Bench work
- SapI digest
- 45μL NheI digested BSA PCR from yesterday + 5μL SapI
- 45μL NheI digested pTXB1His #1 from last week + 5μL SapI
- 45μL NheI digested pTXB1 from last week + 5μL SapI
- Analytical minigel
- 5μL Hartings PCR
- 10μL 1KB ladder
- 5μL BSA PCR (purified)
- 2.5μL pTXB1His #1
- 2.5μL miniprepped pTXB1
- 5μL (incorrect) NheI digested BSA PCR from last week
- 5μL NheI digested BSA PCR from yesterday
- 5μL NheI digested pTXB1His #1 from last week
- 5μL NheI digested pTXB1 from last week
- 5μL NheI/SapI double-digested BSA PCR from yesterday
- 5μL NheI/SapI double-digested pTXB1His #1 from last week
- 5μL NheI/SapI double-digested pTXB1 from last week
- loaded double-digest samples prior after the 37°C incubation, but before the 65°C heat-kill was completed
- Matt Hartings poured the gel - it should be 1%
- → 45' @ 90V
- → stain in EtBr
- Phosphatase vector
- add 1μL of Muratore:Materials/Antarctic Phosphatase to tubes #2 and #3 from step #1 (1.2 and 1.3 → 3.2 and 3.3)
- Gel purification
- 1.2% gels
- each well only holds about 15μL sample with large comb, so needed two gels to purify all 3 double-digests
- First gel leaked a little while setting, but I don't think this significantly affected the well volume
- Taped 3 lanes together for second gel, and this held all 60μL (50μL rxn + 10μL loading buffer)
- First gel
- 15μL phosphatased NheI/SapI pTXB1His#1 (3.2 above)
- 15μL phosphatased NheI/SapI pTXB1His#1 (3.2)
- 15μL phosphatased NheI/SapI pTXB1His#1 (3.2)
- 15μL phosphatased NheI/SapI pTXB1His#1 (3.2)
- 15μL NheI/SapI BSA PCR (from step #1 → 1.1)
- 15μL NheI/SapI BSA PCR (1.1)
- 15μL NheI/SapI BSA PCR (1.1)
- 15μL NheI/SapI BSA PCR (1.1)
- Second gel
- --
- --
- --
- 10μL 1KB ladder
- --
- 60μL phosphatased NheI/SapI pTXB1His#1 (3.3 above)

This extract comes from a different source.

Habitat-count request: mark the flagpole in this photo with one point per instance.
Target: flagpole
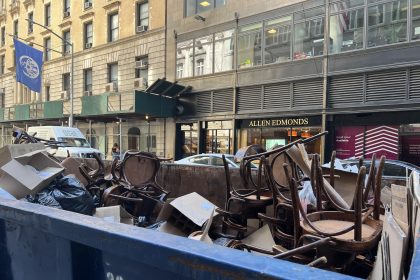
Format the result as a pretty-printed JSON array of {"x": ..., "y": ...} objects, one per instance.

- run in tandem; 50' @ 90V
- stain in EtBr
- cut out samples:
- dd Insert (1.1):
- 1.6759g-1.0282g = 647.7mg
- add 650μL Membrane Binding Solution
- dd Vector(His) (3.2):
- 1.5500g-1.0275g = 523.5mg
- add 530μL Membrane Binding Solution
- dd Vector (3.3):
- 1.5304g-1.0320g = 498.4mg
- add 500μL Membrane Binding Solution
- follow Wizard SV Gel and PCR Clean-up kit vacuum protocol instructions
- each sample took 2 passes through column (<700 μL each time)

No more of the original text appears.